CELEBRATING 125: The Agassiz Fall Fair a time-honoured tradition

Spectators waiting along Pioneer Avenue for the start of the Fall Fair Parade, circa 1950s. (Agassiz-Harrison Historical Society)
Agassiz United Church minister Lynn McGrath during the celebrity goat milking competition. (Grace Kennedy/The Observer)
Children push a buggy and carry a sign that reads “Bring the Family to the Fair” during the 1961 Agassiz Fall Fair parade. (Agassiz-Harrison Historical Society)
Agassiz’s new Corn King Martin Dinn rides with Agassiz Agricultural and Horticultural Association president Victoria Brookes in the Fall Fair parade. (Grace Kennedy/The Observer)
Pat and Mike on horse drawn carriage on Pioneer Avenue during the Fall Fair Parade, circa 1980s. (Agassiz-Harrison Historical Society)

When the Fall Fair arrives in Agassiz, it’s a little bit like magic.

In the week leading up to the Agassiz Fall Fair and Corn Festival, the empty fairgrounds slowly turn into a maze of rides and carnival fun. Inside the Agricultural Hall, clothing, baked goods, floral arrangements, quilts, vegetables and fruits, all made or grown by local residents, are set up and judged.

Then, on the afternoon of the second Friday after the September long weekend, the Fall Fair begins.

“There’s something magical about the fair,” Victoria Brookes, president of the Agassiz Agricultural and Horticultural Association said. “How you take that week setting up, you have the big day of the fair, and then the next day it’s gone, and you have to wait another year to see it again.”

It’s been this way for 116 years, when the Agassiz Fall Fair first started.

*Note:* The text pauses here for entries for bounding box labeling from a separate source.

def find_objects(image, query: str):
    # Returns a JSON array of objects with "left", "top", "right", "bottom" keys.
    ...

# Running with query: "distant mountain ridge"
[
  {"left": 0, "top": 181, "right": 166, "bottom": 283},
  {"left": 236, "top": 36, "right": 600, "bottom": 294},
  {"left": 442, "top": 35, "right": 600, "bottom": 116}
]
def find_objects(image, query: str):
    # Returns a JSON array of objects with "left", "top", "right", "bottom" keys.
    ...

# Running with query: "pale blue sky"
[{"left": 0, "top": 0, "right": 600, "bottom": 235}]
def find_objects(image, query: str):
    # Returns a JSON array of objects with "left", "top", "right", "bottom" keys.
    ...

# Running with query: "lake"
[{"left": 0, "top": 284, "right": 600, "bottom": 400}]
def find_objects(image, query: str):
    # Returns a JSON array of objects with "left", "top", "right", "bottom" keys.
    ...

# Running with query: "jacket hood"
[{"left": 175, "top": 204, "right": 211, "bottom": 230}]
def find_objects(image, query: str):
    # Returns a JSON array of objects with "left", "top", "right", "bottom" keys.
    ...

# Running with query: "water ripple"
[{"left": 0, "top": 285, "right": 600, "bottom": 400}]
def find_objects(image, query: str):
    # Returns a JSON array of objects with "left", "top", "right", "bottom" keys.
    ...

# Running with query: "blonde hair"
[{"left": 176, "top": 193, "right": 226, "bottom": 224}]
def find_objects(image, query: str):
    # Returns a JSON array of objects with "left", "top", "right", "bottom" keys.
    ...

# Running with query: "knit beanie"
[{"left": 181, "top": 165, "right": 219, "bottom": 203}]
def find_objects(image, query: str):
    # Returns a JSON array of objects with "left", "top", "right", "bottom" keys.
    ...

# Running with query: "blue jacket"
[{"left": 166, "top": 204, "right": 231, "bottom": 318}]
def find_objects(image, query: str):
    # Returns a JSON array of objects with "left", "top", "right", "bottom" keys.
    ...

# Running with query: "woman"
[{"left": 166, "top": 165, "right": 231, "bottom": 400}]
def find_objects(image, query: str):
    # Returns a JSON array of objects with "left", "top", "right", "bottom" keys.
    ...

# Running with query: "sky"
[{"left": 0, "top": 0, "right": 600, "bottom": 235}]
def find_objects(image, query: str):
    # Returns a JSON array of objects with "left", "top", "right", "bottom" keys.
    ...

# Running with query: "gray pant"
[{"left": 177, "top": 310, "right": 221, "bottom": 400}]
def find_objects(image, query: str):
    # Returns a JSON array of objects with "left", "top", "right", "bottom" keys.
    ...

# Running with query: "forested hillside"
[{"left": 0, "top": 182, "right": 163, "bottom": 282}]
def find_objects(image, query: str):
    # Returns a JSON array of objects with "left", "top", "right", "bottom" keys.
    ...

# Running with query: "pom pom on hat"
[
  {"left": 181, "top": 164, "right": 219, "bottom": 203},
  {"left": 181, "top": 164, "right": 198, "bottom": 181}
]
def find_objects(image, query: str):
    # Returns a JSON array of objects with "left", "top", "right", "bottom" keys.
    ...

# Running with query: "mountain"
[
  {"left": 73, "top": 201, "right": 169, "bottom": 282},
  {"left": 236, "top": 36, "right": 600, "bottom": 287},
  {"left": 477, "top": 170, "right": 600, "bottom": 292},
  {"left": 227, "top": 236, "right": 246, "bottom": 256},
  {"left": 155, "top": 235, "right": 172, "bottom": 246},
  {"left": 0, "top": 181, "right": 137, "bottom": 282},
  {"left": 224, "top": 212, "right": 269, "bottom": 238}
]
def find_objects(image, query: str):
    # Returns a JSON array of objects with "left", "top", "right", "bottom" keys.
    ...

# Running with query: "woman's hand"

The fair first began back in 1901, and slowly expanded from its location at the Good Templar’s Hall to its current spot on the Agassiz Fairgrounds (purchased for that express purpose back in 1912).

Over the course of its history, the fair has only been cancelled three times: twice because of the Second World War, and once because of the 1948 flood.

In that year, the Agassiz Agricultural and Horticultural Association held a “picnic and field day” at the Dominion Experimental Farm (now the Agassiz Research Centre).

RELATED: HISTORY: The Fall Fair and the Research Centre

The picnic was put on instead of the Fall Fair and was billed as “a real get together with your neighbours.” Activities included milking competitions, guessing the weight of various animals and a livestock parade.

The following year was the start of a new tradition in Agassiz: the Corn Festival.

Originally started to celebrate the canning and sweet corn being grown in the region, the Corn Festival saw the introduction of the Corn King — an honour for local corn growers that continues to this day.

A tradition that no longer continues: in the week before the Corn Festival, members of the board of trade would be required to smoke from corn cob pipes only, and would be fined one dollar if they were caught smoking anything else.

For years, the Fall Fair and the Corn Festival existed separately, until falling volunteer numbers inspired the Corn Festival to join with the Fall Fair.

In the years since then, the Fall Fair and the Corn Festival have grown old together, although not without some changes.

“We always try to have something new, because we don’t want people to say ‘Oh I’ve been to the fair last year,’” Brookes said. “We want something old, and something new.”

Over the years, that “something new” has included the introduction of the Laughing Loggers show, as well the blueberry pie eating contest, which was so popular in 2018 that they ran out of pies for the adult competition.

RELATED: Agassiz Fall Fair celebrates 115 years of fair fun

But always, the most popular events have been the tried and true: the 4H competitions, the antique tractor pull, the corn husking competition and the crowning of the Corn King or Queen.

Through it all, the enduring enjoyment is from the many Agassiz residents who come out to enjoy the fair.

“It’s always the event of the year, get together at the fair,” association director Rita Bruneski said.

“It’s just seeing people’s smiling faces,” Brookes agreed. “I always just enjoy seeing people enjoy themselves at the fair.”